The paper title reads almost like bait: Useful Memories Become Faulty When Continuously Updated by LLMs.

Here’s the experiment that made me stop: GPT-5.4 could solve a set of ARC-AGI puzzles at 100% accuracy. Researchers fed it the correct answers and asked it to consolidate those experiences into long-term memory. After 10 rounds of updates, accuracy dropped to 52.6%.

This isn’t a case of failing to learn. It’s a case of knowing the answer, then systematically unlearning it through its own memory updates.

Memory consolidation is cloning your best

In my earlier post on why nature never clones its best, the argument was: in a multimodal fitness landscape, copying your current best to every subsequent generation doesn’t make the population smarter — it creates a genetic bottleneck and collapses exploration.

Agent memory has the same failure mode.

A raw trajectory isn’t an oracle. It’s a snapshot of how an agent and environment interacted under a specific set of conditions. Memory isn’t the asset itself — it’s the impression the environment left behind.

The invariant from that post: Centralize feedback, decentralize exploration. Best can inform future runs. It can’t become the genome of all future runs.

Consolidated memory is your current best summary. That’s the problem. Every time you run consolidation, you’re asking a model to select the most reasonable current interpretation of a set of experiences. Then you use that interpretation as the input for the next round. You’re not learning from experience anymore — you’re learning from the previous summary of experience.

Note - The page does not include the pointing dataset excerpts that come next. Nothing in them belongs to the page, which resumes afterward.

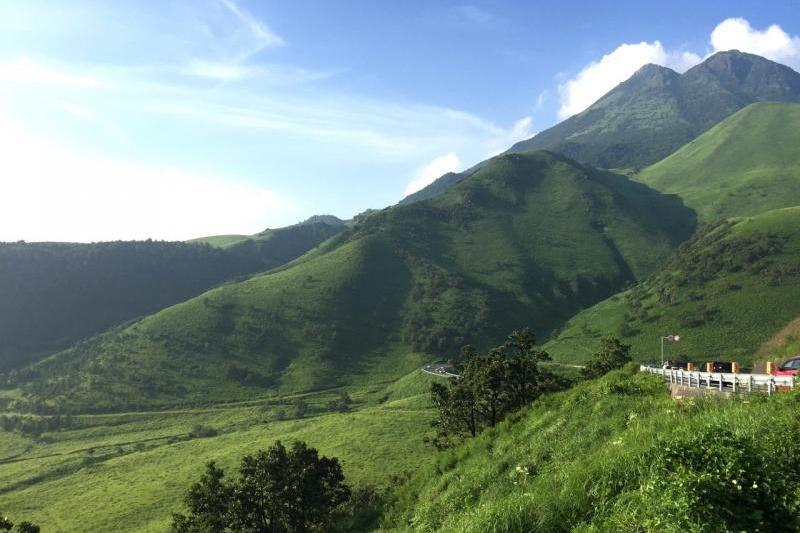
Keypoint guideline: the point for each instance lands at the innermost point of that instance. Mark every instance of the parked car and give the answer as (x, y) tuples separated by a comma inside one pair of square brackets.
[(790, 367), (677, 364), (722, 366)]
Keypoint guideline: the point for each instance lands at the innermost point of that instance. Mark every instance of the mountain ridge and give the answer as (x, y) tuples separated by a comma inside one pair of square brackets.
[(528, 240)]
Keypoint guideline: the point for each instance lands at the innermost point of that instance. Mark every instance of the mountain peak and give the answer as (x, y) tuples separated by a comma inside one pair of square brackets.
[(651, 75)]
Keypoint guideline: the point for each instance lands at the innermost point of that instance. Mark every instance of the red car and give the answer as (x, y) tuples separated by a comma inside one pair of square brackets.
[(790, 368)]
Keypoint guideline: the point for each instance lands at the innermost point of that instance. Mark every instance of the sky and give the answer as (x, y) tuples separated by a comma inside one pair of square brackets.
[(165, 119)]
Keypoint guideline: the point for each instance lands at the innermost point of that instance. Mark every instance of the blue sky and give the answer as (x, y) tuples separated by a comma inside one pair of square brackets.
[(171, 120)]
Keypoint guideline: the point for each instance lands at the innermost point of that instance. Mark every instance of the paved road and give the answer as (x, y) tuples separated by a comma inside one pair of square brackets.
[(438, 369)]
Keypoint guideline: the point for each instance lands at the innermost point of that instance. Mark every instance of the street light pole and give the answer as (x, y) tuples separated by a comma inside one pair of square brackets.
[(670, 338)]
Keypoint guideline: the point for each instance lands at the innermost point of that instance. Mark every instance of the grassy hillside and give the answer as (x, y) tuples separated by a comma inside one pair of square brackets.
[(54, 294), (657, 110), (725, 292), (220, 241), (745, 165), (783, 345), (617, 455), (527, 240), (128, 472)]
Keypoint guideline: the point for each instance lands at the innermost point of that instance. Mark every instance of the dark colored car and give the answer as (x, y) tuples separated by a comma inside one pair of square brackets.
[(677, 364), (726, 367), (790, 367)]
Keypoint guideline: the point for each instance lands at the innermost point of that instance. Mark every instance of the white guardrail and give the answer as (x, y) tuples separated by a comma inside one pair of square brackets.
[(723, 381)]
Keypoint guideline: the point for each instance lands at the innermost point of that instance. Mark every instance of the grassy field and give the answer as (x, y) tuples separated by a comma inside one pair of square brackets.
[(726, 292), (784, 344), (617, 454), (527, 240), (747, 164), (128, 471)]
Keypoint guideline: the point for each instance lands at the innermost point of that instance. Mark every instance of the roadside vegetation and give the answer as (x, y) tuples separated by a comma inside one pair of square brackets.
[(617, 454), (726, 292)]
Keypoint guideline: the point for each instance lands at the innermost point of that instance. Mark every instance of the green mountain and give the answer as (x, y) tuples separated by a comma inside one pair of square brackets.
[(528, 239), (276, 247), (747, 164), (654, 113), (55, 294), (657, 110), (725, 292)]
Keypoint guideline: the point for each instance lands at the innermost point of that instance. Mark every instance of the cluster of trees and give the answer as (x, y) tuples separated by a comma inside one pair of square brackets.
[(507, 378), (489, 387), (278, 490), (613, 354), (22, 527)]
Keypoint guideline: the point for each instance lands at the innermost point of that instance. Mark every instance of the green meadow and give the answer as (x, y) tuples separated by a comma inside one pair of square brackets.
[(129, 471)]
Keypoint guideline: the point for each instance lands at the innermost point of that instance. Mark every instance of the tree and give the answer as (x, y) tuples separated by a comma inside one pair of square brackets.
[(526, 381), (489, 387), (208, 501), (458, 413), (277, 490), (299, 408), (613, 354)]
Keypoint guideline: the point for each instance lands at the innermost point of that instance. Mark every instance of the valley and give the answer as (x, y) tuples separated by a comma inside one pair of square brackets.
[(671, 205)]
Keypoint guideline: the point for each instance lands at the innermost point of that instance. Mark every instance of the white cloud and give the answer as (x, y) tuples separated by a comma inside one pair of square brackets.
[(52, 193), (23, 70), (773, 43), (522, 129), (256, 34), (599, 77), (432, 171)]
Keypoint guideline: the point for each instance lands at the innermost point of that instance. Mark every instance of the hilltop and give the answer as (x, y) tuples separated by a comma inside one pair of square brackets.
[(747, 164), (725, 292), (56, 294), (276, 247), (657, 110), (529, 239), (654, 113)]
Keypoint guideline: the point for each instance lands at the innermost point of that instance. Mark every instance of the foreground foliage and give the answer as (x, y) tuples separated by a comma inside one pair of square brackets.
[(612, 355), (277, 490), (618, 454), (490, 387)]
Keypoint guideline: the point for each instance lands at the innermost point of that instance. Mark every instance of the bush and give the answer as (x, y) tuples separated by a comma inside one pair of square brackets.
[(276, 490)]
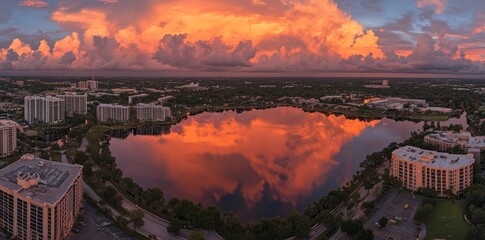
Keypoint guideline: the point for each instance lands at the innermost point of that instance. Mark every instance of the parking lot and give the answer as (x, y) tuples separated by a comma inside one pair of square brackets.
[(400, 207), (92, 227)]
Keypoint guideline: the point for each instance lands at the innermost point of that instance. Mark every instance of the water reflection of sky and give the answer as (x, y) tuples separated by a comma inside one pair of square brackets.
[(259, 163)]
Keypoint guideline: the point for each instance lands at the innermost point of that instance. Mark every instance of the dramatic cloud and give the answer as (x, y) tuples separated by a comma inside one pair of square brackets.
[(245, 35), (109, 1), (34, 3), (438, 4)]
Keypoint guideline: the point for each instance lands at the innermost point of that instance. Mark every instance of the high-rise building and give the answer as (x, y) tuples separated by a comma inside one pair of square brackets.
[(82, 85), (8, 137), (113, 113), (44, 109), (75, 104), (418, 168), (152, 112), (40, 199), (92, 84)]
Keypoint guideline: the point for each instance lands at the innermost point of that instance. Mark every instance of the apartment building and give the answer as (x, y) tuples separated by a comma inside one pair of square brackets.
[(152, 112), (8, 137), (40, 199), (446, 140), (418, 168), (75, 104), (44, 109), (112, 113)]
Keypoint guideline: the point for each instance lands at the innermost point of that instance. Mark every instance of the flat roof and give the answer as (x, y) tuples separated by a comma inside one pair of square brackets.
[(55, 178), (434, 159), (7, 123), (112, 105), (476, 142)]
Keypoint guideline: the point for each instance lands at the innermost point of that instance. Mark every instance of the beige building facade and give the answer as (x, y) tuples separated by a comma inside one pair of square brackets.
[(112, 113), (152, 112), (8, 137), (40, 199), (418, 168)]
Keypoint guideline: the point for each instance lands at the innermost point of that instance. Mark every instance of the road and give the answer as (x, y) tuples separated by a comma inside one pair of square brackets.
[(154, 225), (320, 228)]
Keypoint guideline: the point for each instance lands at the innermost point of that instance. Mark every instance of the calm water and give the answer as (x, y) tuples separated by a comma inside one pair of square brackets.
[(259, 163)]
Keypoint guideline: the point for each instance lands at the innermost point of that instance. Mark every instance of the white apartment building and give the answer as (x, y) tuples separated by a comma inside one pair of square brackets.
[(152, 112), (418, 168), (92, 84), (44, 109), (82, 85), (8, 137), (112, 113), (75, 104), (40, 199)]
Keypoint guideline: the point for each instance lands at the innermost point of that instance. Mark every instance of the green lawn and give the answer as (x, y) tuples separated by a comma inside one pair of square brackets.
[(447, 221)]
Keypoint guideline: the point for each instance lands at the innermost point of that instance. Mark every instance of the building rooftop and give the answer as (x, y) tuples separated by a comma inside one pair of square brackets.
[(476, 142), (7, 123), (112, 105), (41, 180), (434, 159)]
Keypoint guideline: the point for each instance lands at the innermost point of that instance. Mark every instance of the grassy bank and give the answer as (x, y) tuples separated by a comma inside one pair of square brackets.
[(447, 221)]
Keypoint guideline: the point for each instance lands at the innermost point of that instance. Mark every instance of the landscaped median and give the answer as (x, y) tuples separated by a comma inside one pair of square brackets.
[(446, 220)]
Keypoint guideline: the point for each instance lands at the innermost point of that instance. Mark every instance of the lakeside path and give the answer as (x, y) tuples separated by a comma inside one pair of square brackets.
[(154, 225)]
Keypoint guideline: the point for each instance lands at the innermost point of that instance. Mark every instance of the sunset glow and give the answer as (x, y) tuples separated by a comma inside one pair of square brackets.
[(266, 35)]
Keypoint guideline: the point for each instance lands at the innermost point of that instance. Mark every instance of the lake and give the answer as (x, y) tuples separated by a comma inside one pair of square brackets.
[(258, 163)]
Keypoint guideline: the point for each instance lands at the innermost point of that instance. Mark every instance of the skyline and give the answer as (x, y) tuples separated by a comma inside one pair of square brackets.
[(252, 37)]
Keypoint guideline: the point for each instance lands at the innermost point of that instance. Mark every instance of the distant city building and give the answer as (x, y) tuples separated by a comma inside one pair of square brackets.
[(44, 109), (8, 137), (131, 98), (152, 112), (436, 109), (418, 168), (75, 104), (445, 141), (124, 90), (40, 199), (92, 84), (192, 86), (112, 113), (165, 99), (82, 85), (395, 103)]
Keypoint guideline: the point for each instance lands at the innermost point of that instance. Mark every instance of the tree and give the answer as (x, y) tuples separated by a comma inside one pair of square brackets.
[(428, 192), (110, 195), (80, 157), (122, 220), (136, 217), (364, 234), (196, 235), (175, 226), (368, 207), (476, 233), (383, 222), (300, 224)]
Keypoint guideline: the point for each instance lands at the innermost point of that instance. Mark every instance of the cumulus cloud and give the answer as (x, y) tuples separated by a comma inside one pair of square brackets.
[(109, 1), (439, 5), (240, 35), (34, 3), (176, 51)]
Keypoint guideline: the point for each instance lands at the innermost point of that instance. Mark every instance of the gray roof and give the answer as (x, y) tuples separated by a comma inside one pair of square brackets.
[(55, 178), (434, 159)]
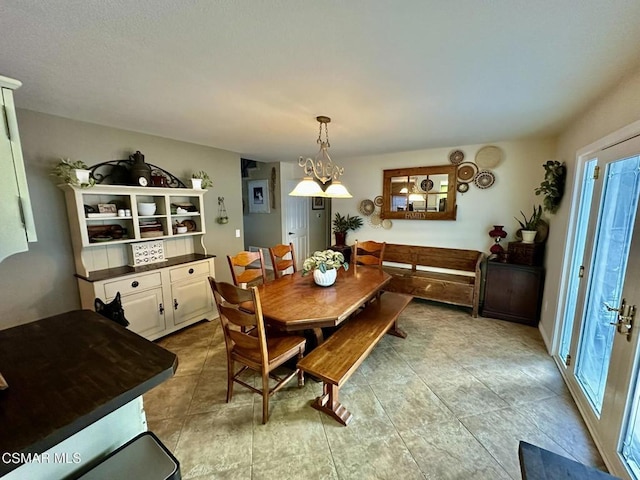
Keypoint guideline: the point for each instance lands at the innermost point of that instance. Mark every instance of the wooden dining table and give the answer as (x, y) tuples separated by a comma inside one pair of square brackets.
[(294, 302)]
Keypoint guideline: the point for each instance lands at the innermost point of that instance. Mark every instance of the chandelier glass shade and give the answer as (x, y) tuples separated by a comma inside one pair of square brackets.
[(321, 169)]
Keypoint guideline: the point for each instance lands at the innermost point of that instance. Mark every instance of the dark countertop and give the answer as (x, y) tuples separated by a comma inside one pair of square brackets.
[(99, 275), (67, 371)]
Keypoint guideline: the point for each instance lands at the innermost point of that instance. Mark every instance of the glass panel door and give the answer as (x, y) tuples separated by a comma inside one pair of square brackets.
[(611, 250), (600, 306), (577, 269)]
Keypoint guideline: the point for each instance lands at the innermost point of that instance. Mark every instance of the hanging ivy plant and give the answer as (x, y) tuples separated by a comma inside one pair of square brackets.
[(555, 175)]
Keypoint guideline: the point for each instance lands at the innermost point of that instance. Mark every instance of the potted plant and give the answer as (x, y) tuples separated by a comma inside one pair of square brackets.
[(325, 265), (200, 180), (529, 225), (555, 175), (73, 173), (341, 225)]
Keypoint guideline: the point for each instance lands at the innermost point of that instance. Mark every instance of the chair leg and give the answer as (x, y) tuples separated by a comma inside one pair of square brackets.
[(230, 375), (300, 372), (265, 397)]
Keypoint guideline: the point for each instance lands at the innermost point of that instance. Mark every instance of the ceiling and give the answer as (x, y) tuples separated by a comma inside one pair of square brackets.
[(250, 76)]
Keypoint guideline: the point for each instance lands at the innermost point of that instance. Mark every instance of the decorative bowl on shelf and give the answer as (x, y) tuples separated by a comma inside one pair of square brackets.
[(145, 209)]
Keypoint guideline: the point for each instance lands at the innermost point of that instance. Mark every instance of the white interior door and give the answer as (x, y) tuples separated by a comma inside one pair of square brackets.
[(297, 224), (602, 295)]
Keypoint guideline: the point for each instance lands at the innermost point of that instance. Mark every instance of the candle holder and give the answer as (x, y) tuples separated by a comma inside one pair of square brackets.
[(497, 234)]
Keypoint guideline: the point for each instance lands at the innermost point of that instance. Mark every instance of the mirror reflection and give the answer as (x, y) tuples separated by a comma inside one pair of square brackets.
[(421, 193)]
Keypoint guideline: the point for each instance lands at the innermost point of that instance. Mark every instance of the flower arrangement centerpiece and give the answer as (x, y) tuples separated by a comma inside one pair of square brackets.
[(325, 265), (530, 224), (73, 172), (341, 225), (202, 180)]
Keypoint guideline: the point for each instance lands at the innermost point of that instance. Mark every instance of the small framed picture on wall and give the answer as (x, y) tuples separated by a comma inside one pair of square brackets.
[(259, 196), (317, 203)]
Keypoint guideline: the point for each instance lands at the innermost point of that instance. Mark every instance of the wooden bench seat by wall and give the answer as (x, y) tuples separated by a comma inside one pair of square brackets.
[(335, 360), (450, 286)]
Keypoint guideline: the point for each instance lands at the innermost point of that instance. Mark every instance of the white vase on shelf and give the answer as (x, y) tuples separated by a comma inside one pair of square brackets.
[(325, 279)]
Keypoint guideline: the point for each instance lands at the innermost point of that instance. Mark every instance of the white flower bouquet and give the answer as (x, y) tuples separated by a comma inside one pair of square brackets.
[(323, 261)]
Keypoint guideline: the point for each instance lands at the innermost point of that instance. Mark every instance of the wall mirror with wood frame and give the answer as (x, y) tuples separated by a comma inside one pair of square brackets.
[(420, 193)]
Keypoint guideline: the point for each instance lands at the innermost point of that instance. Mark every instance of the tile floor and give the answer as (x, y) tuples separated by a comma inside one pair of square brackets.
[(451, 401)]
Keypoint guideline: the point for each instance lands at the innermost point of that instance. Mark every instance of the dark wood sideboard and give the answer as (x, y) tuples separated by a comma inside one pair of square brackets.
[(513, 292)]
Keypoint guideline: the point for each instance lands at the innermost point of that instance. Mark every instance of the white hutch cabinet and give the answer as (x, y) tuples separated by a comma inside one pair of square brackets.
[(16, 215), (158, 297)]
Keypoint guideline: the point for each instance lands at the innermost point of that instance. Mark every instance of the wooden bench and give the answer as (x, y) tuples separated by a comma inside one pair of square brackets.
[(457, 280), (335, 360)]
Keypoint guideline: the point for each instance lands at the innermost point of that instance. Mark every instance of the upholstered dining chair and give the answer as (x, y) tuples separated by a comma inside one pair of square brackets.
[(252, 349), (368, 253), (247, 267), (281, 264)]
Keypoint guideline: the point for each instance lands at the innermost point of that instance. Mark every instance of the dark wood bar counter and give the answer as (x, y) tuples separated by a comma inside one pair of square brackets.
[(66, 372)]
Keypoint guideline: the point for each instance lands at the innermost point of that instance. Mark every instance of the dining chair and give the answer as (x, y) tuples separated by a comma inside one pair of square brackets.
[(247, 267), (252, 349), (281, 264), (368, 253)]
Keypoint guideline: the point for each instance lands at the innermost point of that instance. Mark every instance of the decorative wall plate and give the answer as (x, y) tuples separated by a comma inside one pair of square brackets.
[(466, 171), (488, 157), (456, 157), (426, 184), (375, 220), (367, 207), (484, 179)]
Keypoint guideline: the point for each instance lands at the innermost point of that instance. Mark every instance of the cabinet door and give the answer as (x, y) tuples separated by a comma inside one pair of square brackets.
[(145, 313), (191, 300), (15, 216), (512, 292)]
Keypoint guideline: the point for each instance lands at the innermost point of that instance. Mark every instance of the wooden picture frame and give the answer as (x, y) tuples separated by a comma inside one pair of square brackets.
[(317, 203), (259, 196)]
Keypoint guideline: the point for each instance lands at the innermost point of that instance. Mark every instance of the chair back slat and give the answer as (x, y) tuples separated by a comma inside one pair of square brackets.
[(247, 267), (246, 341), (281, 264), (232, 303), (368, 253)]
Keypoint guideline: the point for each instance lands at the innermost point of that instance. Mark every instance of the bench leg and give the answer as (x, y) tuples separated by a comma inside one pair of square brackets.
[(397, 331), (328, 403)]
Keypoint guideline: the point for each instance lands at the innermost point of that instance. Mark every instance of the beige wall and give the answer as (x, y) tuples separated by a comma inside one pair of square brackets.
[(263, 229), (617, 109), (40, 282), (478, 210)]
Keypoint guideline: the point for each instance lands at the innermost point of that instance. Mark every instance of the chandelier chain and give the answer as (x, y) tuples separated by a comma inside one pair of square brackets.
[(326, 134)]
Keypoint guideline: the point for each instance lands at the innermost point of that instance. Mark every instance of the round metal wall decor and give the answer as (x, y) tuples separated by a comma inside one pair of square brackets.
[(484, 179), (456, 157), (367, 207), (466, 171)]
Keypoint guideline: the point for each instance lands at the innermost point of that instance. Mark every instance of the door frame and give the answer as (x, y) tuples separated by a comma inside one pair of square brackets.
[(582, 156)]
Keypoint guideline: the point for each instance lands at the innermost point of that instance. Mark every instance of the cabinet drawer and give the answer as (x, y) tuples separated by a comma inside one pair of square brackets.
[(132, 284), (189, 271)]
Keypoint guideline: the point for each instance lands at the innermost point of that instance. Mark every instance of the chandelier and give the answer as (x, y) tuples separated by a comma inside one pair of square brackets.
[(323, 169)]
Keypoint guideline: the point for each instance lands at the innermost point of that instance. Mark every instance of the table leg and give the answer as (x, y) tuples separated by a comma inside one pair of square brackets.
[(319, 335), (328, 403)]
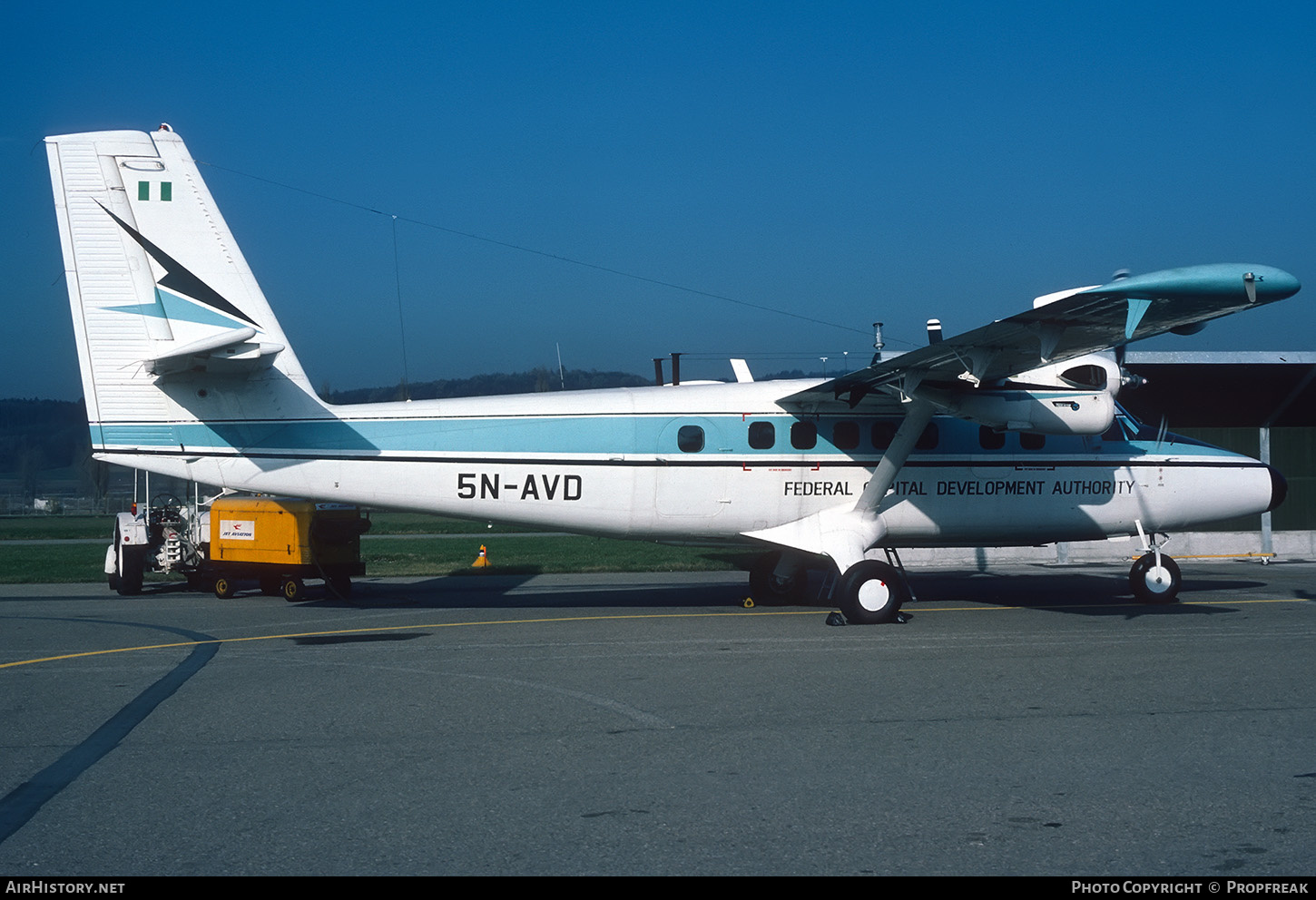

Memory consolidation is just cloning your current best explanation in the space of knowledge.

We trust summaries too much

The natural design for agent memory goes like this: agent completes a task, produces a trajectory with inputs, reasoning, actions, feedback, successes and failures. LLM summarizes the trajectory into a lesson. Lesson goes into the memory bank. Future similar tasks retrieve relevant lessons.

This feels right because it mirrors how humans work. We don’t remember every moment verbatim — we abstract, generalize, build schemas. So the assumption is that agents should do the same, and that building good summaries is building good memory.

In demos, it works. First run fails, write a reflection. Second run uses the reflection, succeeds. Conclusion: memory helps.

But the paper asks a harder question: what if this process keeps going?

Summaries create epistemic bottlenecks

Many forms of human suffering trace back to this mechanism. Survival strategies from childhood keep running on autopilot decades later. Protective reactions formed in one context become the walls in another. The problem isn’t that those strategies were wrong when they formed — they were correct for the conditions that produced them. The problem is that long after those conditions changed, they kept running as if they hadn’t.

Agent memory has the same structure. A memory that was correct in the environment where it was generated becomes noise when that environment shifts — and it’s still being retrieved to guide behavior.

Cloning best creates a genetic bottleneck. Continuous summarization creates an epistemic bottleneck. Both compress something important. The shared problem isn’t the compression itself — it’s that it happens too early, too confidently, and with no way back.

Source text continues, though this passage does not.